New Law Takes Aim at Video Voyeurism

Share via

Gov. Gray Davis on Thursday signed into law a bill making it a crime for voyeurs to use hidden video cameras to look up the skirts of unsuspecting women.

The law, sponsored by Assemblyman Dick Ackerman (R-Fullerton), prohibits secretly videotaping or photographing another person under or through their clothing with the intent of personal gratification.

The measure was pushed by Anaheim police, who were frustrated last year over their inability to prosecute a man using a hidden video camera at Disneyland to take voyeuristic pictures.
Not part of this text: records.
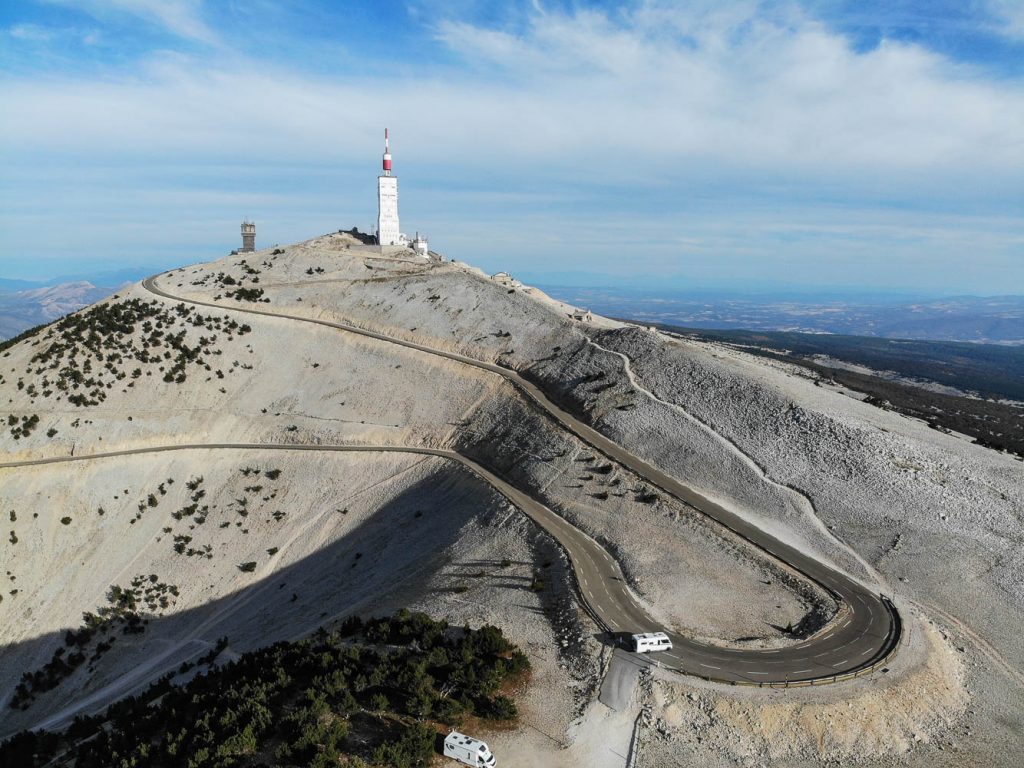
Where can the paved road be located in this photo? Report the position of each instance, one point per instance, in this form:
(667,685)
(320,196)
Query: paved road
(621,679)
(867,628)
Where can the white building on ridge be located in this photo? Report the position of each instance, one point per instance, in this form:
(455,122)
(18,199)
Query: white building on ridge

The man, using a long-handled shopping bag, had staked out at least 30 women and had taken more than an hour of video by surreptitiously placing a camera with a zoom lens and automatic focus so that it pointed up the women’s skirts.

Although some of the women knew something was amiss--the tape showed them moving away from the man or otherwise showing discomfort--none of them were aware of exactly what was happening, said Anaheim Police Sgt. Bob Conklin.

To their frustration, police and prosecutors could find no crime that applied to the man’s acts.

“We tried eavesdropping, assault and battery, aiding and abetting, and indecent exposure,” Conklin said. “We looked at everything we could.”

Conklin said similar incidents were reported in other Orange County areas. A few cases prosecuted as disorderly conduct were thrown out because the law didn’t fit the situation.

The new misdemeanor will carry a penalty of up to six months in jail and a fine of $1,000. The law takes effect Jan. 1.


Video stalking cases have been reported in other states, including Virginia, which has enacted a law banning videotaping people undressing or in their underwear without their consent.

Some of the videos appear on “‘up-skirt” sites on the Internet, which are not regulated by the new law. A spokesman for one site has said the company is “only giving people what they want.”

“People are intrigued to look at what they’re not supposed to,” Andrew Drake, who would not name his Irvine company that runs the site, said earlier this year.

Now videotaping up skirts will be a riskier proposition.

Ackerman said he was happy about that. “It should make the ladies of California feel a little more secure,” he said.

Michael Bustamente, press secretary for Davis, said, “The bill addresses the need to punish a despicable act of behavior: filming innocent women without their knowledge in a lewd manner.

“It is necessary that we protect the privacy of those targeted individuals.”

A similar incident occurred since the Disneyland one at the California State Fair in Sacramento.